Because a certain someone keeps trying to shove Parmenides down your throat, I thought I’d share some Heraclitus. Thanks to Plato’s misunderstanding, most of us attribute to Heraclitus the trite paradoxical aphorism “you could not step twice into the same river.” But, as the Interent Encyclopedia of Philosophy explains, Heraclitus’ phrasing can be translated as more sophistic and complex: “On those stepping into rivers staying the same other and other waters flow.” For a river to exist as Word (as Being), there must be a constant movement (becoming) that betrays the rectitude of the written, graphic signifier (of course, this play of signifiers produces multiple translations). The play of existence not grounded in mere negativity, Parmenides distinction between static contemplation of “is” and “is not” (“On Nature” II). From the Encyclopedia’s explication:
There is an antithesis between ‘same’ and ‘other.’ The sentence says that different waters flow in rivers staying the same. In other words, though the waters are always changing, the rivers stay the same. Indeed, it must be precisely because the waters are always changing that there are rivers at all, rather than lakes or ponds. The message is that rivers can stay the same over time even though, or indeed because, the waters change. The point, then, is not that everything is changing, but that the fact that some things change makes possible the continued existence of other things.
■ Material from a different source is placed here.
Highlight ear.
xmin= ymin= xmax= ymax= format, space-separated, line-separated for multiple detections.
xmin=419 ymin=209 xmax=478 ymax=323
The beauty isn’t anything that we can see. Beauty eclipses sensual experience. Sensual experience is the progeny of becoming’s imperfect, invisible union, a coming into Being. The beautiful mystery underlies the isness of is.
Perhaps it is fitting that Heraclitus now exists only in fragments.
And I feel obligated to admit that Heraclitus probably surpasses Plato in his elitism and disdain for the common cattle of everyday life (much of Plato’s allegory of the cave echoes the politics and characterizations of Heraclitus). But, hay, nobody is perfect.